The thoughts, attitudes, and actions of violent and unfeeling people very much trouble God – to the point of being heartsick. It is our emotional makeup which connects us and bonds us with the divine. The inability to feel is the ultimate disconnect from God.
Jesus also felt deeply about a great many things – so much so that he died from a broken heart. Recall that in the seminal Sermon on the Mount Christ’s first words to the large gathering of people were:
“Blessed are those who mourn.” (Matthew 5:4)
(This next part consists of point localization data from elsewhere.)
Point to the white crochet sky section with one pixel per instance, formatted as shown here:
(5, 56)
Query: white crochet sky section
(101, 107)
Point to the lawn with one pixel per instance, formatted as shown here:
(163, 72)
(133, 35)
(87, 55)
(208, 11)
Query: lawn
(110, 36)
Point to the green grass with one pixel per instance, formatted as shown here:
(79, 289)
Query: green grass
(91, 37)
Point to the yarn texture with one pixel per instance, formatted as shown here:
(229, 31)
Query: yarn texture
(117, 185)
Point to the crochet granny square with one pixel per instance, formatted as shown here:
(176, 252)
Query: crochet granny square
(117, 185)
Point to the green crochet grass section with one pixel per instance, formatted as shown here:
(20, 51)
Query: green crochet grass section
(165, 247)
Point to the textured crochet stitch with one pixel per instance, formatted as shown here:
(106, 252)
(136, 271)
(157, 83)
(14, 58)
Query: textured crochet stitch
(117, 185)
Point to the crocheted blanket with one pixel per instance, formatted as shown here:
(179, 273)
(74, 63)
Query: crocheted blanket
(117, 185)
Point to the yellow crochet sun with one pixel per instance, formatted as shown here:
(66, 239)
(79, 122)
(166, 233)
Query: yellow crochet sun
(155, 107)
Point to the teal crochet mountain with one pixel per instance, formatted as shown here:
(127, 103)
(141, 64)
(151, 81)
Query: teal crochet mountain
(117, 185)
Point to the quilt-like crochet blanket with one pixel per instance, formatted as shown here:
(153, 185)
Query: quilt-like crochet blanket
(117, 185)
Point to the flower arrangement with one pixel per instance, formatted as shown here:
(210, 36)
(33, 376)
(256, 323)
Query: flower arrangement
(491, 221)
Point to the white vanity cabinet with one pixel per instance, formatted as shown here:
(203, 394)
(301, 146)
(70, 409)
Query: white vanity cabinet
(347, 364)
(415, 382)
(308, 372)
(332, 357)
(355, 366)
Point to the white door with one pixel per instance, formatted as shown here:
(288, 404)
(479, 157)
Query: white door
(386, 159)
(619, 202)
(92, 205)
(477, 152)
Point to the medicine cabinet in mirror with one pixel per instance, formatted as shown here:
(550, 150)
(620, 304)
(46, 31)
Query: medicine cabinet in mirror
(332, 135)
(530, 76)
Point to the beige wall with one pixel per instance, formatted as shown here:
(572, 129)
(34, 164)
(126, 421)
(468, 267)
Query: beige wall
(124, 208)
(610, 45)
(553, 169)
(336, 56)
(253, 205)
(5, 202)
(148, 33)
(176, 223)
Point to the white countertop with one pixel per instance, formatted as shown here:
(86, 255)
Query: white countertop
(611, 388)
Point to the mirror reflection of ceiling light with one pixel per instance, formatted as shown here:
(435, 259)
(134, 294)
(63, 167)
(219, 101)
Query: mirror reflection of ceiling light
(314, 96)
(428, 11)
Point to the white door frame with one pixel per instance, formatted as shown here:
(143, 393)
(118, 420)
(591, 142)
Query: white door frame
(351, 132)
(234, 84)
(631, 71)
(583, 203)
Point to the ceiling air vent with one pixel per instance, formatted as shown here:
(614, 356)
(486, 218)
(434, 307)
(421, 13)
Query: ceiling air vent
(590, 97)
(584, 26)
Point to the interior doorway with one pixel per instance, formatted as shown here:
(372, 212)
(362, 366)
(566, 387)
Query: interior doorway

We underestimate the importance and the power of emotions to our peril. Biblical writers often purposefully contrast differing persons in their stories. In today’s Old Testament lesson, that contrast is most vivid between God and wicked humanity. Humanity had gotten to a point where they felt nothing. The violent behavior was a direct result of their emotional selves split-off from the rest of them. People were bifurcated, their humanity chopped as if a meat cleaver separated their feelings from themselves. Whenever we observe belligerent bullying, hate speech, meanness, and oppression – there you find a paucity of emotions. It is not the presence of feelings that brings about wickedness; it is the lack of emotional awareness and the absence of feelings which is the highway to a watery grave.
We are in the “Last Days,” that is, the time before the final event in the Christian tradition’s understanding of history. Christ will return to judge the living and the dead. The righteous will enjoy God’s presence forever; the wicked, not really. These days are too often characterized by the kinds of behavior which lack the emotional depth of godly love and a heart of compassion:
“There will be terrible times in the last days. People will be lovers of themselves, lovers of money, boastful, proud, abusive, disobedient to their parents, ungrateful, unholy, without love, unforgiving, slanderous, without self-control, brutal, not lovers of the good, treacherous, rash, conceited, lovers of pleasure rather than lovers of God.” (2 Timothy 3:1-4, NIV)
For me, learning to name my emotions and to observe where I carry those emotions in my body has been most helpful in connecting with my feelings – and connecting with my God. And, I must add, such an emotional awareness and kinship with feelings has brought personal wellness and compassionate ministry to others.
So, receive this blessing today:
The eyes of Jesus gaze upon you, stirring his heart with compassion.
The gaze of Christ sees your heart, your joy and sorrow.
The gaze of Christ sees your future, filled with the healing of emotions expressed.
The eyes of Jesus gaze upon you, filling his heart with adoration. Amen.